You may think that external factors—the insensitive actions of other people, for example, or frustrating situations—are causing your anger. But anger problems have less to do with what happens to you than how you interpret and think about what happened. Common negative thinking patterns can trigger and fuel anger and this is what you should avoid.

Clues that you have anger issues

You have a hard time compromising. Is it hard for you to understand other people’s points of view, and even harder to accept you are wrong? If you grew up in a family where anger was out of control, you may remember how the angry person got his or her way by being the loudest and most demanding.

You have trouble expressing emotions other than anger. Do you pride yourself on being tough and in control? Do you feel that emotions like fear, guilt, or shame don’t apply to you? Everyone has those emotions so you may just be using anger as a cover.
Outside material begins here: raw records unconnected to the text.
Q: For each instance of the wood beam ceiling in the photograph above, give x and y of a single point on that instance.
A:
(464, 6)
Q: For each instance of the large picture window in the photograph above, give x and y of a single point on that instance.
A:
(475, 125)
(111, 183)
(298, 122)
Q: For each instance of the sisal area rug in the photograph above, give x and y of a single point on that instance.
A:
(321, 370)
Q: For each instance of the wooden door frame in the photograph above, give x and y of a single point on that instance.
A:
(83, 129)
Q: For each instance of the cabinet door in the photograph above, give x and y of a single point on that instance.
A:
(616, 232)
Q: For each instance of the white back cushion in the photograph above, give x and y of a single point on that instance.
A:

You view different opinions as a personal challenge. Do you believe that your way is always right and get angry when others disagree? If you have a strong need to be in control or a fragile ego, you may interpret other perspectives as a challenge to your authority, rather than simply a different way of looking at things.
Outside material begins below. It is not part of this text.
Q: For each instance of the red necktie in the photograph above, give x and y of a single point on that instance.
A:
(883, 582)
How to Turn Around Your Temper Issues

  • Get to the heart of it. What are you really mad about? If you dig deep, you’ll realize it probably isn’t about  dirty dishes―or your friends, or any of the other small things that make you so frustrated. Consider seeking professional help if you can’t get to the bottom of it on your own.
  • Get acquainted to anger clues. Become aware of the actions and feelings associated with your irritation. When you’re upset, do you slam your fists against the wall? Pace around the room? Grumble, swear, or grit your teeth? As you identify and experience each physiological response, make a mindful effort to do something―anything―else.
  • Visualize peace. Try this technique to stop allowing your anger before it overtakes you. Imagine your breath as a wave, a surge of color, or even a breeze. Watch it come in and out; optimally each breath will be deep and quiet. Hear yourself speaking calmly and softly to yourself and to others.
  • Focus on the physical sensations of anger. While it may seem counter-intuitive, tuning into the way your body feels when you’re angry often lessens the emotional intensity of your anger.
  • Take some deep breaths. Deep, slow breathing helps counteract rising tension. The key is to breathe deeply from the abdomen, getting as much fresh air as possible into your lungs.
  • Exercise. A brisk walk around the block is a great idea. It releases pent-up energy so you can approach the situation with a cooler head.